A Snoop Dogg AI named 'The Dungeon Master' joins Meta's new fleet of bots, which you can 'invoke' in your group chats at-will

 An image of Snoop Dogg as an AI chatbot named "The Dungeon Master", wearing a fabulous red cape.
An image of Snoop Dogg as an AI chatbot named "The Dungeon Master", wearing a fabulous red cape.

Meta's announced a new fleet of AI chatbots at a Connect developer conference in California yesterday, ones with "some more personality"—and the selection of faces they've used sure is something.

In the presentation, Facebook founder and Meta CEO Mark Zuckerberg talks about Meta's development of AIs that are "a bit more fun", gesturing to a screen with several generic faux-personalities such as Izzy, an "aspiring singer-songwriter." I feel like there's a Frankenstein-style science fiction story in which Izzy suddenly realises she's artificial, her aspirations mere lines of code, but I'm thinking too hard about this.

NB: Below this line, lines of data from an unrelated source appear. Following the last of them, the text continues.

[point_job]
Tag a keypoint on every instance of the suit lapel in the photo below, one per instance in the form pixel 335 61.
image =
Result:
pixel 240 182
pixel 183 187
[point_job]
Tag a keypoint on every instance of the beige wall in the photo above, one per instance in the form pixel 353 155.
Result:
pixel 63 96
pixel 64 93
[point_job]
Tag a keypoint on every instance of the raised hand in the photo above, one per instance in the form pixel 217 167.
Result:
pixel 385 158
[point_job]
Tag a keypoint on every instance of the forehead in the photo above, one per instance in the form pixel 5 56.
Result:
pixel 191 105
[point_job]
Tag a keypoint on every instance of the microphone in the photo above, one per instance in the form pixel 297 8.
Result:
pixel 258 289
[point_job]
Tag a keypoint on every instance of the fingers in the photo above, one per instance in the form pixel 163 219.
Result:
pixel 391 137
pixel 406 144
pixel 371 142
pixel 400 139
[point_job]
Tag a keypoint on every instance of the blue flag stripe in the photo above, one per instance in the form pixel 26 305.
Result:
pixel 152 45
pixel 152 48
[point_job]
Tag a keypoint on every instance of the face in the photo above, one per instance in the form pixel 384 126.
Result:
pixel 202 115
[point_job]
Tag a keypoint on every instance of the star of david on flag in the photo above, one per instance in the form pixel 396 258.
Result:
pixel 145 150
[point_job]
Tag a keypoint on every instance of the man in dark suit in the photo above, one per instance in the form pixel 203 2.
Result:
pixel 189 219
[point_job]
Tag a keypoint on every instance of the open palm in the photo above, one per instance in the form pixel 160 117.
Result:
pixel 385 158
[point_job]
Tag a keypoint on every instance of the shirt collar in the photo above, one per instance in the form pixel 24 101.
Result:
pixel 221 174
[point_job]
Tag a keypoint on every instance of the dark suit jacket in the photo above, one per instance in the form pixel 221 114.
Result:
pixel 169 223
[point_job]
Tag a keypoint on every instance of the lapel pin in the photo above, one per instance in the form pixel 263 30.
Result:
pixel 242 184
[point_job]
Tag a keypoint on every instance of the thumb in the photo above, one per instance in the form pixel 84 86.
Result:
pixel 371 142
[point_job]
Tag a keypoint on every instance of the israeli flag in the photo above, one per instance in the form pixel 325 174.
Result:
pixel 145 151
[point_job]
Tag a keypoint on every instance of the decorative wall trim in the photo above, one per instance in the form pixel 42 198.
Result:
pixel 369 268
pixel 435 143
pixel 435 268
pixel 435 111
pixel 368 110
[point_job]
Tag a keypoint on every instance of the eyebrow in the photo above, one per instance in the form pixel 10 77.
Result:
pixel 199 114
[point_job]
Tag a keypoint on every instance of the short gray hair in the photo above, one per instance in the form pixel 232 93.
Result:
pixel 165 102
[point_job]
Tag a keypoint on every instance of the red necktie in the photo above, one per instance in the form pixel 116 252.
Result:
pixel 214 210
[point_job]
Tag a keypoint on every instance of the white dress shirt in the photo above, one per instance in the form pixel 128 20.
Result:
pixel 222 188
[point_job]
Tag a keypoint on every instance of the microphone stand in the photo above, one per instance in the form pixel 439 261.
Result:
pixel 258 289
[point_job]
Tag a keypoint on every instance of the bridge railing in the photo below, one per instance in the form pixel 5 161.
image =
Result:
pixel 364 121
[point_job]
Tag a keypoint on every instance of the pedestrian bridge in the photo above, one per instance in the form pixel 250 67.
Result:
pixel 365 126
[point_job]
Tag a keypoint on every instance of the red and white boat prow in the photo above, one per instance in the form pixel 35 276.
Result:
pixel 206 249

"This isn't just gonna be about answering queries—this is about entertainment… we did something a little different for us, we partnered with a bunch of pretty awesome people to basically embody these and play them," Zuckerberg explains, before summoning exercise coach "Victor" played by Dwayne Wade, a former pro basketball player.

So far, so standard, I thought—then, whiplash. Zuckerberg starts talking about roleplaying games: "Now you can just drop the Dungeon Master into one of your chats," he says, before Snoop Dogg, bedazzled in a red collared cape that is admittedly magnificent, announces: "Let's get medieval, players."

An image of the new Snoop Dogg AI from the Meta conference, giving Mark Zuckerberg an adventure we'll likely forget.
An image of the new Snoop Dogg AI from the Meta conference, giving Mark Zuckerberg an adventure we'll likely forget.

Unfortunately, Snoop Dogg seems to be mostly reduced to an elaborate, animated gif in the corner while his chatbot does most of the talking. Zuckerberg plays for a couple of minutes—and I'm not sure this is a working replacement for a good DM. Gif Dogg certainly isn't a replacement for the real thing, either.

Other celebs in Meta's new chatbot army include:

  • Pro tennis player Naomi Osaka as Tamika the "Manger Master", who is "proving it's cool to geek out"—thanks, glad to know Meta approves of my hobbies.

  • Paris Hilton as "The Detective". I don't really have additional context for this. She seems a touch too peppy to wield the noir, broken-by-the-city energy I'd want out of a PD, but she is a "forensic specialist".

  • Mr Beast as Zach "the Funny Man". Assuming these titles are all professions, this means Zach's canonical job is "Funny".

Earlier in the talk, Zuckerberg mentioned that "you can invoke Meta AI in any chat," including these celebrity bots. One example he gives is to settle a debate—and I personally can't wait to hear about the first real-world breakup as a result of someone dragging Mr Beast's poor digitised soul into a serious argument.

While I'm not exactly thrilled by the tech demos (what's the point of a Snoop Dogg DM bot if he's not doing the narration himself?) I am tempted by the power of cursing my various group chats with deep-learning-powered gifs of famous celebrities. Such technology was never meant for mortal hands.